だが、今の彰がいなくなると考えただけで、勝手に涙が溢れ出す。
それで――どんなに恥をかこうが“彰に許してもらうためだけ”に保護施設へ足繁く通うことにした。
良かったと思ったのが、保護施設の職員が俺に同情的だったことだ。
多分、俺のようにオメガにすがり付くアルファ……――しかも、上位アルファはいないのだろう。
暇があれば長時間滞在し、悲痛な顔をしていれば、職員の人達は徐々に彰の様子を話してくれるようになっていった。
丸一日、仕事が休みになった日。
『今日は仕事が休みだから、ここが閉まるまで待ちたい』と悲しげな表情で職員に言うと。

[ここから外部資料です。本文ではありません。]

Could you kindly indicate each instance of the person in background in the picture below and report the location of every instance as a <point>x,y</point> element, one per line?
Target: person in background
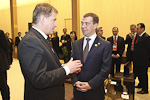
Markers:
<point>95,55</point>
<point>4,66</point>
<point>141,58</point>
<point>118,46</point>
<point>10,42</point>
<point>73,38</point>
<point>65,38</point>
<point>130,40</point>
<point>18,39</point>
<point>99,32</point>
<point>43,73</point>
<point>55,42</point>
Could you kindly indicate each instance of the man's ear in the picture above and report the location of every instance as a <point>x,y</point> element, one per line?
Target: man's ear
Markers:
<point>42,19</point>
<point>95,25</point>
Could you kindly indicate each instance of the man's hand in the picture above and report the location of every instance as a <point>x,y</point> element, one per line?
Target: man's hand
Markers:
<point>82,86</point>
<point>74,66</point>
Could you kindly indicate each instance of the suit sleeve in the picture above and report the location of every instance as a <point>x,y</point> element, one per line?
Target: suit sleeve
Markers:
<point>122,47</point>
<point>98,80</point>
<point>34,66</point>
<point>74,77</point>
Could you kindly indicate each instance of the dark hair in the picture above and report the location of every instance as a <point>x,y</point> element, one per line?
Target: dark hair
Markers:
<point>115,27</point>
<point>142,25</point>
<point>74,33</point>
<point>19,32</point>
<point>42,9</point>
<point>6,33</point>
<point>133,25</point>
<point>64,29</point>
<point>94,16</point>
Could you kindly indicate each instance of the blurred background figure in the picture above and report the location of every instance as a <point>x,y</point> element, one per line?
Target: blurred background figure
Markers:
<point>65,45</point>
<point>99,32</point>
<point>55,42</point>
<point>130,41</point>
<point>73,37</point>
<point>10,42</point>
<point>18,39</point>
<point>118,47</point>
<point>4,66</point>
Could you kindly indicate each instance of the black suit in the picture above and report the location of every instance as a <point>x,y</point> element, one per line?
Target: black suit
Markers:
<point>17,41</point>
<point>141,59</point>
<point>4,66</point>
<point>120,50</point>
<point>95,69</point>
<point>55,43</point>
<point>103,37</point>
<point>65,37</point>
<point>44,76</point>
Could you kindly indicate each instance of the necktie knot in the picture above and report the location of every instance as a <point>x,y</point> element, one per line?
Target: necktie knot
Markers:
<point>88,39</point>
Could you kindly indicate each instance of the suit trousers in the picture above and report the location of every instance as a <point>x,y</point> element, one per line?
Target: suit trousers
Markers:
<point>142,76</point>
<point>3,86</point>
<point>117,62</point>
<point>89,95</point>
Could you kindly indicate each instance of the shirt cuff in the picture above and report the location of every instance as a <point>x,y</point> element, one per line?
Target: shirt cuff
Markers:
<point>118,55</point>
<point>67,70</point>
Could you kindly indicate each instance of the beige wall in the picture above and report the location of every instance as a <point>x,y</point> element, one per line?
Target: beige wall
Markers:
<point>64,12</point>
<point>5,23</point>
<point>119,13</point>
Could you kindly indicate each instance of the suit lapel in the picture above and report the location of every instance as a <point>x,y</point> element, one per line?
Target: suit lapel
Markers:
<point>45,44</point>
<point>95,45</point>
<point>81,49</point>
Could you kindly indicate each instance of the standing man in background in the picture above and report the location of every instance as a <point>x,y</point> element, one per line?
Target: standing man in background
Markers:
<point>18,39</point>
<point>43,73</point>
<point>95,54</point>
<point>130,40</point>
<point>118,47</point>
<point>141,58</point>
<point>65,45</point>
<point>99,32</point>
<point>10,41</point>
<point>4,66</point>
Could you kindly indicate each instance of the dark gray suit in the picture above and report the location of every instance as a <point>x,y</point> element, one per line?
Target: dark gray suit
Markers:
<point>95,69</point>
<point>44,76</point>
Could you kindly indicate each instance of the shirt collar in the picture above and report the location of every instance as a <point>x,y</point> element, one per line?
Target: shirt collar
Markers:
<point>142,34</point>
<point>42,33</point>
<point>92,37</point>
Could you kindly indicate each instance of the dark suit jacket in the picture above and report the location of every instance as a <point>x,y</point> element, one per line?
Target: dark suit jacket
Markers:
<point>66,38</point>
<point>129,53</point>
<point>120,45</point>
<point>17,41</point>
<point>142,50</point>
<point>44,76</point>
<point>4,64</point>
<point>97,65</point>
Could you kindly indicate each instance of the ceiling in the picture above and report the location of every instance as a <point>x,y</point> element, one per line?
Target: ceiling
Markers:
<point>5,4</point>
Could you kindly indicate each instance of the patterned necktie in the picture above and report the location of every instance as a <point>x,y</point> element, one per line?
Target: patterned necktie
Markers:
<point>86,49</point>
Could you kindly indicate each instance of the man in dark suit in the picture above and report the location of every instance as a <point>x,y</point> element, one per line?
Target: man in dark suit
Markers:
<point>65,45</point>
<point>118,47</point>
<point>130,40</point>
<point>10,42</point>
<point>141,57</point>
<point>55,42</point>
<point>4,66</point>
<point>99,32</point>
<point>43,73</point>
<point>95,54</point>
<point>18,39</point>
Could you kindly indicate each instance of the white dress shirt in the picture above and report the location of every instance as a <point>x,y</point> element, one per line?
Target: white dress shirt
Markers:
<point>90,42</point>
<point>45,37</point>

職員は涙目になり、小走りで俺から離れて行った。
それで、企みが上手くいったか……? と思い――。
先程と同じ職員が、笑みを浮かべながら駆け寄って来るのが見えた時。完全に上手くいったのだと安堵した。
普通は、職員からオメガに『訪れているアルファと、面会してはどうか?』ということを言ってはいけない。
それはオメガが、ここも自分を守ってくれないのだ……と勘違いする可能性があり。保護施設に逃げて来たオメガを追い込むことになりかねないからだ。

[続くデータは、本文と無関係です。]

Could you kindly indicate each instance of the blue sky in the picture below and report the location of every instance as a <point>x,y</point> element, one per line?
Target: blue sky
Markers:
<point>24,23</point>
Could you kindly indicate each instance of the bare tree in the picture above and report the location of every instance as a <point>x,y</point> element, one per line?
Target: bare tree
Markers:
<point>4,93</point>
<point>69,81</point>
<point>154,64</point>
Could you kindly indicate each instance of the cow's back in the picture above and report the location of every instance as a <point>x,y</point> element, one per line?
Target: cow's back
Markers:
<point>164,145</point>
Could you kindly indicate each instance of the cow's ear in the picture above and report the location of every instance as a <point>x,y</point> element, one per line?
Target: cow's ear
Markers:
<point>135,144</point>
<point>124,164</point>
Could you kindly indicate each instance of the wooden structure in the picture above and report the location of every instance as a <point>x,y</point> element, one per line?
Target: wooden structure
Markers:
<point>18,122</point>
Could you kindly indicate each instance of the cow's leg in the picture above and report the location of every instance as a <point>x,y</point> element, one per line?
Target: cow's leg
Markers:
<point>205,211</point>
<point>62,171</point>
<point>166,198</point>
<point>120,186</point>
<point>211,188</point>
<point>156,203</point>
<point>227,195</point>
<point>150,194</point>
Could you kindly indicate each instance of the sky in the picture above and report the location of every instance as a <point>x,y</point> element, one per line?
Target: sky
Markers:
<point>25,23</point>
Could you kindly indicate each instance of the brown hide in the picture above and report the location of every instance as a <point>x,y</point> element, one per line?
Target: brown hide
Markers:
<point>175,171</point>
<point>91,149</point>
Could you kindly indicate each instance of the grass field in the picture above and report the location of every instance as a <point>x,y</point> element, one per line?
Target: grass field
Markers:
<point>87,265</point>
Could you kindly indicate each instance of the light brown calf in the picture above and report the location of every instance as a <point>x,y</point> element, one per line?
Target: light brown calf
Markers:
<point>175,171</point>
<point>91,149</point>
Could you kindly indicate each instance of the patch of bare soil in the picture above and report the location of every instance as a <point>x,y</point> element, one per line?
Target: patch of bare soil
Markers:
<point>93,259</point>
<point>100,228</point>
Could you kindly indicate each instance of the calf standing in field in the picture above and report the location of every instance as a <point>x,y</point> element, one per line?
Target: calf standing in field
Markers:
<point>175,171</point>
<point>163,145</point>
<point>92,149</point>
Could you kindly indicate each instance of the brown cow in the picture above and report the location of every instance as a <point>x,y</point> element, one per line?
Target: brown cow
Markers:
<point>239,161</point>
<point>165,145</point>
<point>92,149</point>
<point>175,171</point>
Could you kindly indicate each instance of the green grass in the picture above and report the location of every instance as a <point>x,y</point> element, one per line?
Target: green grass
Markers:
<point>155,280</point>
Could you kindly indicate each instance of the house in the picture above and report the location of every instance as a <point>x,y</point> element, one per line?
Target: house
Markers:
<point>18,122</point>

だが職員の様子を見るに、そうハッキリと伝えられなくとも、彰に何かを言ったことは伝わってきた――全て、計算通りに事が進んだ。
後は簡単だった。
彰は、天然で手の掛かる子を放っておけない性分だ。
俺が抜けたような、馬鹿みたいなことを言い。すがり付くような行動を取ったら、彰は俺への態度を軟化させた。
そして、数回の面会の後。彰は保護施設から、俺の元へ戻って来たのだ――。
***
「彰……。俺、思うんだ」
「ん~? 何を?」
未だ寝転んでいる彰が怪訝そうに、俺を見上げる。
そんな彰に、笑みを向け――。
「俺と彰は、番になる運命だったんだよ」
生物学的には、俺と彰は運命ではないだろう。
だが、出会って――結果的に番になる運命だったということだ。
「番になる運命……か」
俺の言葉を、彰は頷いて肯定し――「きっと、そうだったんだろうな……。お前が俺の運命で良かった」と、可愛らしい笑顔を返してくれた。